Le vote a été l'occasion pour Netanyahu de s'allier à la Liste arabe unie pour soutenir la commission d'enquête parlementaire sur les écarts de recrutement dans la communauté arabe

Stuart Winer est journaliste au Times of Israël

Effusion de joie à la Knesset après l'adoption d'un projet de loi, le 20 octobre 2021. (Capture d'écran Douzième chaîne)
Effusion de joie à la Knesset après l'adoption d'un projet de loi, le 20 octobre 2021. (Capture d'écran Douzième chaîne)

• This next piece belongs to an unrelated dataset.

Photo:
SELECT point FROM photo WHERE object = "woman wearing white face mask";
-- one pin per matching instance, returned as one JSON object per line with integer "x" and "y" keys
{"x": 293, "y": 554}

Les partis d’opposition ont remporté leur première victoire sur la coalition depuis le début de la session d’hiver du Parlement mercredi, en adoptant un projet de loi visant à créer une commission d’enquête parlementaire sur les écarts d’embauche entre les enseignants juifs et arabes dans le système éducatif.

Le vote a vu le chef de l’opposition Benjamin Netanyahu s’allier avec des législateurs de la Liste arabe unie, qu’il a souvent qualifié de « partisans du terrorisme ».

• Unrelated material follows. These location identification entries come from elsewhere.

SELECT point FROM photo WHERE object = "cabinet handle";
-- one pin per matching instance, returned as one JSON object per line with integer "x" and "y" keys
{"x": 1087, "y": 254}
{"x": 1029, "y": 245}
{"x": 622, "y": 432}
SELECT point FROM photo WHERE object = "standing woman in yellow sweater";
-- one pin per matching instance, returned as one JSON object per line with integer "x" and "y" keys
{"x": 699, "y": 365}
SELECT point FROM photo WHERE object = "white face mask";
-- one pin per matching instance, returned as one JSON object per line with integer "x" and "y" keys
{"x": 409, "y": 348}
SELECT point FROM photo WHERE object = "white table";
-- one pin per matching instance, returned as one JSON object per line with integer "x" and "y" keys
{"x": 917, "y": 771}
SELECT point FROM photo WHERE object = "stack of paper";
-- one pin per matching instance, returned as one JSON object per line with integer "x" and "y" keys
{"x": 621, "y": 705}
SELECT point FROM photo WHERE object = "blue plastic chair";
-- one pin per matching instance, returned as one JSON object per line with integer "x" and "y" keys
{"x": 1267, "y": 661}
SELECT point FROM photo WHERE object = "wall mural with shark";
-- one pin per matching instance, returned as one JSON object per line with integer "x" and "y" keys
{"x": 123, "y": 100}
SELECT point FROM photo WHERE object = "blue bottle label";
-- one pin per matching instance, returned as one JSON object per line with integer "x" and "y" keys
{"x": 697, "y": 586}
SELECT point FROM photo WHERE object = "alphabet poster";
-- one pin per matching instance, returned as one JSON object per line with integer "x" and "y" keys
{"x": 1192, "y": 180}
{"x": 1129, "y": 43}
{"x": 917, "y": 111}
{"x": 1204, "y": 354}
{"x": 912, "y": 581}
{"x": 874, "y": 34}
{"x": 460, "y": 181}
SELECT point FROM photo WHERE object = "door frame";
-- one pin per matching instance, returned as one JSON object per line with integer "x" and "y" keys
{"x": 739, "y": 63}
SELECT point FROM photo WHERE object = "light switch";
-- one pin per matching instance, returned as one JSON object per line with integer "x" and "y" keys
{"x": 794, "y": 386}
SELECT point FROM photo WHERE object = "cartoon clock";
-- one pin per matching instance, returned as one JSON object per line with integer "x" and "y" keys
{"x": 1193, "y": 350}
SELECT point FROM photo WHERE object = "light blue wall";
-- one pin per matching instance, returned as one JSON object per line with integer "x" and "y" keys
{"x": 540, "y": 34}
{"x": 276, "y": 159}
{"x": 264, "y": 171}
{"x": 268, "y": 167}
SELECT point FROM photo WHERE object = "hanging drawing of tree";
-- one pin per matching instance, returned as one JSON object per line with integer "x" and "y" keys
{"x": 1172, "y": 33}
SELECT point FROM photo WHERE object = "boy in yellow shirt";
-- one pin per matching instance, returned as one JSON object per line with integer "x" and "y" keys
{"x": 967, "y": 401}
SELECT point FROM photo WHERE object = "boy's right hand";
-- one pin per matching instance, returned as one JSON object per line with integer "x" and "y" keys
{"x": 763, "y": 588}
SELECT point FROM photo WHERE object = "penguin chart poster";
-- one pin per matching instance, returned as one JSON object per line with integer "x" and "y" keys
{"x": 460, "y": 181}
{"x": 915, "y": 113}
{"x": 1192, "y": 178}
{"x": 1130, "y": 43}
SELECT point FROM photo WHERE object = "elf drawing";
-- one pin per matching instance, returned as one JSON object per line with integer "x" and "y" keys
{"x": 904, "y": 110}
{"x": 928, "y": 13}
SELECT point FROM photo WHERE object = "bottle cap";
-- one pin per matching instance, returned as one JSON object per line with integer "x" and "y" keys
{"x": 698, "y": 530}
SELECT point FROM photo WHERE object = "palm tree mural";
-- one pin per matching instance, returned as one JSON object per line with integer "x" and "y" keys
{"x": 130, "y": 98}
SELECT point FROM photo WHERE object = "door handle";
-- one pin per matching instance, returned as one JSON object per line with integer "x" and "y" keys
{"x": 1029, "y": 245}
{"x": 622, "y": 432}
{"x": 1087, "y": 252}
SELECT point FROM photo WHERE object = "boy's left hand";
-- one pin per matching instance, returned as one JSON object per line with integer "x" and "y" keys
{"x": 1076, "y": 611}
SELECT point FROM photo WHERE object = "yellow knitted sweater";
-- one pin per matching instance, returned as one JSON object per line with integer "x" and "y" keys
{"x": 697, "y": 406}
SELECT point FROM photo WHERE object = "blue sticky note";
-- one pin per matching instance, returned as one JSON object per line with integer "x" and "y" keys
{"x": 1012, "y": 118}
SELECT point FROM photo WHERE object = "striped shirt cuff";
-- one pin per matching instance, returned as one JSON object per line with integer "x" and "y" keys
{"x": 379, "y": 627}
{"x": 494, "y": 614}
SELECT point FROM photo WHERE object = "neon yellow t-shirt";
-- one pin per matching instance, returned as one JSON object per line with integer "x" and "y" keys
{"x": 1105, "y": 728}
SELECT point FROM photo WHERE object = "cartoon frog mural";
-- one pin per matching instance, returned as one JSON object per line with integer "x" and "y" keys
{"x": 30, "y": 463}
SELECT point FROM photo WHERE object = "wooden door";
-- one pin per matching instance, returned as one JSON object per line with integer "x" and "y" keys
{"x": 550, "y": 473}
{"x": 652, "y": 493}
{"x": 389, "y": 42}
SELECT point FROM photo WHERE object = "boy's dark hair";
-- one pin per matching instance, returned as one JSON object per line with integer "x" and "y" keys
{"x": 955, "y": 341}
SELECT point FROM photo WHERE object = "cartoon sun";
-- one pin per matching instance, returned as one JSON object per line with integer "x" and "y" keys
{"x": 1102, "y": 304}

Les membres du parti ultra-orthodoxe Shas, alliés de longue date du leader du Likud, ont également soutenu le projet de loi proposé par le député de la Liste arabe unie Ahmad Tibi, qui a été adopté par 47 voix pour et 46 contre.

Le projet de loi note qu’alors que les enseignants des écoles juives sont embauchés à la suite d’un processus d’entretien, les instructeurs des écoles arabes sont simplement placés en fonction de leur classement sur la liste d’attente du ministère de l’Education. De fait, de nombreux enseignants arabes n’ont pas pu trouver de travail. Le projet de loi prévoit que la commission d’enquête examinera les raisons pour lesquelles les différentes méthodes de placement sont utilisées et proposera des recommandations sur la meilleure façon d’aller de l’avant.

A l’annonce des résultats du vote, les législateurs du Likud et de la Liste arabe unie ont éclaté de joie, mais pas ensemble.

Le gouvernement, qui dispose de 61 sièges, la plus petite majorité possible à la Knesset, qui compte 120 sièges, doit relever un défi majeur dans les semaines à venir : adopter le budget de l’État avant la date limite du 14 novembre. S’il ne le fait pas, des élections seront automatiquement organisées. Le budget a été adopté en première lecture le mois dernier, mais de nombreux législateurs de l’opposition n’ont pas participé au vote.